What Is Money?
Money is an economic unit that functions as a generally recognized medium of exchange for transactional purposes in an economy. Money provides the service of reducing transaction cost, namely the double coincidence of wants. Money originates in the form of a commodity, having a physical property to be adopted by market participants as a medium of exchange. Money can be: market-determined, officially issued legal tender or fiat moneys, money substitutes and fiduciary media, and electronic cryptocurrencies.
Money is commonly referred to as currency. Economically, each government has its own money system. Cryptocurrencies are also being developed for financing and international exchange across the world.
Money is a liquid asset used in the settlement of transactions. It functions based on the general acceptance of its value within a governmental economy and internationally through foreign exchange. The current value of monetary currency is not necessarily derived from the materials used to produce the note or coin. Instead, value is derived from the willingness to agree to a displayed value and rely on it for use in future transactions. This is money’s primary function: a generally recognized medium of exchange that people and global economies intend to hold as and are willing to accept as payment for current or future transactions.
Economic money systems began to be developed for the function of exchange. The use of money as currency provides a centralized medium for buying and selling in a market. This was first established to replace bartering. Monetary currency helps to provide a system for overcoming the double coincidence of wants. The double coincidence of wants is a ubiquitous problem in a barter economy, where in order to trade, each party must have something that the other party wants. When all parties use and willingly accept an agreed-upon monetary currency, they can avoid this problem.

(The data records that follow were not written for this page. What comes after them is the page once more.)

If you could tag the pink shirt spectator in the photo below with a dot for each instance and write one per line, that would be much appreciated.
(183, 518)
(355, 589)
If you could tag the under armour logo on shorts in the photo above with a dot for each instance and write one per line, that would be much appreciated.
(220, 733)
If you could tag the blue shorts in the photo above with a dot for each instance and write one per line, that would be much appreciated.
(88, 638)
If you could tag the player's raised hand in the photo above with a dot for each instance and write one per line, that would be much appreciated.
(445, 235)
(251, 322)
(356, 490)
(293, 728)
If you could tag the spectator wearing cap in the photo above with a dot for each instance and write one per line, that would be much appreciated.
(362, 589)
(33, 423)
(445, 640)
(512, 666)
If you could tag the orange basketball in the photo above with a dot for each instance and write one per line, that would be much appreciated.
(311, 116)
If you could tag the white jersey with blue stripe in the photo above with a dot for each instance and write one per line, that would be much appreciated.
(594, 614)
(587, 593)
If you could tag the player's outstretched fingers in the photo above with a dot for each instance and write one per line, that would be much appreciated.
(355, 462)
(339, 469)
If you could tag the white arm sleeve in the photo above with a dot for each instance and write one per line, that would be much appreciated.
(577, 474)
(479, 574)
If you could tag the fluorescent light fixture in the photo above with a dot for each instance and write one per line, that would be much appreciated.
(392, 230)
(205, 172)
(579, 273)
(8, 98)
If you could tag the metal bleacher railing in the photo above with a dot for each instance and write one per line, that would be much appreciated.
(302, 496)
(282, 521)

In order to be most useful as money, a currency should be: 1) fungible, 2) durable, 3) portable, 4) recognizable, and 5) stable. These properties ensure that the benefit of reducing or eliminating the transaction cost of the double coincidence of wants is not outweighed by other types of transaction costs associated with that specific good.

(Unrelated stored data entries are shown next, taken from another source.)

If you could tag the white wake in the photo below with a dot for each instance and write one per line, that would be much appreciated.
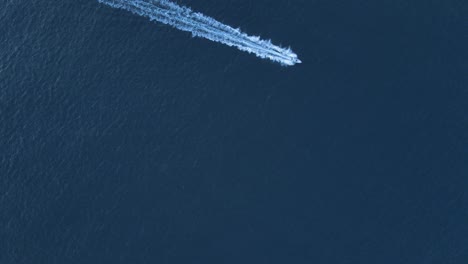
(199, 25)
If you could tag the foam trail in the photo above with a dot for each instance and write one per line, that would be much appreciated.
(199, 25)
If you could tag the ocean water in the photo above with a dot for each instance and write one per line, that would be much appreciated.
(127, 141)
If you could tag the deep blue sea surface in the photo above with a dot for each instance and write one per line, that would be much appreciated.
(127, 141)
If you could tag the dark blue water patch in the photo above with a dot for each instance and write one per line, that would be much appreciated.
(122, 140)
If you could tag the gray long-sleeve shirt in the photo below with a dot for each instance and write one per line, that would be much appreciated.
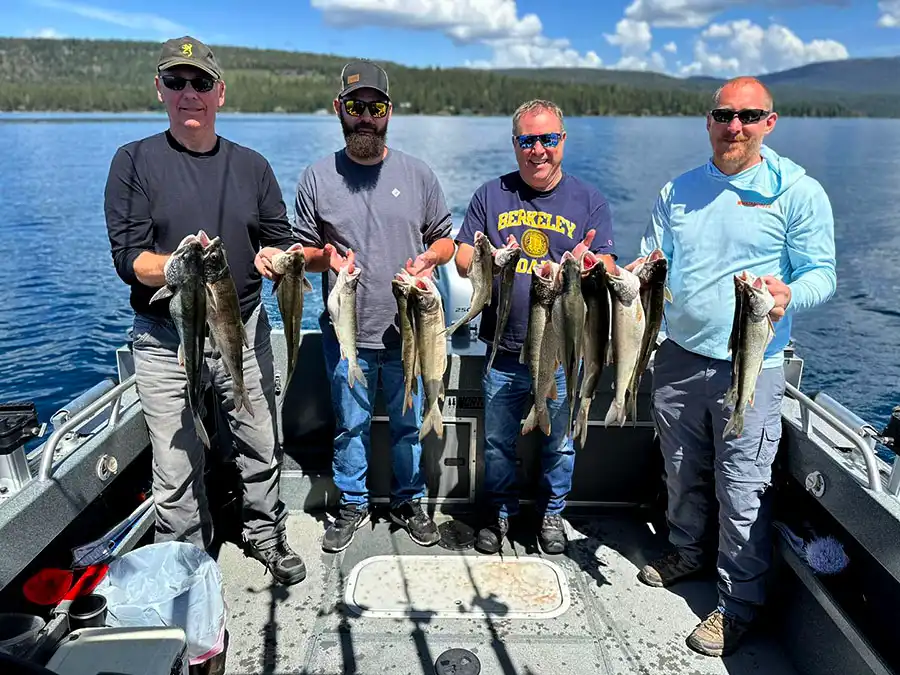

Units of the good should be of relatively uniform quality so that they are interchangeable with one another. If different units of the good have different qualities, then their value for use in future transactions may not be reliable or consistent. Trying to use a non-fungible good as money results in transaction costs of individually evaluating each unit of the good before an exchange can take place.
The physical character of the good should be durable enough to retain its usefulness in future exchanges and be reused multiple times. A perishable good or a good that degrades quickly with use in exchanges will not be as useful for future transactions. Trying to use a non-durable good as money conflicts with money’s essentially future-oriented use-value.

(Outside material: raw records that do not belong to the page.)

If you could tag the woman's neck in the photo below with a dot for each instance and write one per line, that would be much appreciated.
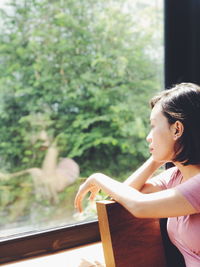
(188, 171)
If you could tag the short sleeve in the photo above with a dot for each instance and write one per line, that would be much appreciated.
(191, 191)
(165, 179)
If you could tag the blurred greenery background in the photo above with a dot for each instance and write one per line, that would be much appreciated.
(82, 72)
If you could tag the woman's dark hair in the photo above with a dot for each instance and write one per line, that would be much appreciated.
(182, 103)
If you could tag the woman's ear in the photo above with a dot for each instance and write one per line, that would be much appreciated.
(177, 129)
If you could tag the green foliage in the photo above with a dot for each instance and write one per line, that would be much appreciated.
(84, 72)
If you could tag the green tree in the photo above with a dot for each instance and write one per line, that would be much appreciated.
(83, 71)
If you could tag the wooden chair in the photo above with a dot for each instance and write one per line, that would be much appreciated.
(133, 242)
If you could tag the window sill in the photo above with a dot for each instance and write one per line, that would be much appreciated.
(67, 258)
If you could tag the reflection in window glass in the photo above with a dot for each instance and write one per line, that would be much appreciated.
(76, 78)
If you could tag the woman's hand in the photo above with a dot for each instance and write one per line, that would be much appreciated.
(90, 185)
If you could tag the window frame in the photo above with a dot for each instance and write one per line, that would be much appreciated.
(30, 244)
(179, 65)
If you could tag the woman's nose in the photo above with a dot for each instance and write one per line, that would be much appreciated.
(149, 138)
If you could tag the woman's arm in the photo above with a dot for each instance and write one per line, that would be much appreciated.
(166, 203)
(138, 179)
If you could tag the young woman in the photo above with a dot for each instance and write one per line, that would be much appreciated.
(175, 193)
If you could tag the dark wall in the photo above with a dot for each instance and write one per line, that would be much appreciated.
(182, 41)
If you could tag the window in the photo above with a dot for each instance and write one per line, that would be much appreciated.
(76, 77)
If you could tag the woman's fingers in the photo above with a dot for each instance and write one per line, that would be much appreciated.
(83, 190)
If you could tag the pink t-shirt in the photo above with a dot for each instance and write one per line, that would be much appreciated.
(184, 231)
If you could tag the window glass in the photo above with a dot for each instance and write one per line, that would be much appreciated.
(76, 78)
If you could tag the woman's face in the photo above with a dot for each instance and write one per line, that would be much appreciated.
(161, 137)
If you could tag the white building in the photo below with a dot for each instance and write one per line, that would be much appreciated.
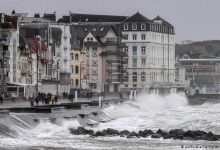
(61, 48)
(151, 52)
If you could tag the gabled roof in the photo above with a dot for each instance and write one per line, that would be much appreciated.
(137, 17)
(51, 17)
(96, 18)
(164, 22)
(79, 32)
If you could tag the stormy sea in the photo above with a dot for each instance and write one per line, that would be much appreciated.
(147, 112)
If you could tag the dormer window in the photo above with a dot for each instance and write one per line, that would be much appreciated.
(125, 26)
(134, 26)
(143, 26)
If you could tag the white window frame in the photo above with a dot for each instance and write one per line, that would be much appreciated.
(143, 35)
(134, 26)
(134, 37)
(143, 26)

It should be divisible into small quantities so that people appreciate its original use value highly enough that a worthwhile quantity of the good can be conveniently carried or transported. An indivisible good, immovable good, or good of low original use-value can create issues. Trying to use a non-portable good as money could produce transaction costs of either physically transporting large quantities of the low value good or defining practical, transferable ownership of an indivisible or immobile object.
The authenticity and quantity of the good should be readily ascertainable to the users so that they can easily agree to the terms of an exchange. Trying to use a non-recognizable good as money produces transaction costs of agreement on the authenticity and quantity of the goods by all parties to an exchange.
The value that people place on a good in terms of the other goods that they are willing to trade should be relatively constant or increasing over time. A good whose value varies widely up and down over time or consistently loses value over time is less suitable. Trying to use a non-stable good as money produces transaction costs of repeatedly revaluing the good in each successive transaction and the risk that the exchange value of the good might drop below its other direct use-value or not be useful at all, in which case it will no longer circulate as money.
- Money is a generally accepted, recognized, and centralized medium of exchange in an economy that is used to facilitate transactional trade for goods and services.
- The use of money eliminates issues from the double coincidence of wants that can occur in bartering.
- Economically, each government has its own money system, defined and monitored by a central authority.
- Cryptocurrencies represent a new form of money, with international exchange opportunities.
Functions of Money
As stated above, money primarily functions as a medium of exchange. However, it also has developed secondary functions that derive from its use as a medium of exchange. These other functions include: 1) a unit of account, 2) a store of value, and 3) a standard of deferred payment.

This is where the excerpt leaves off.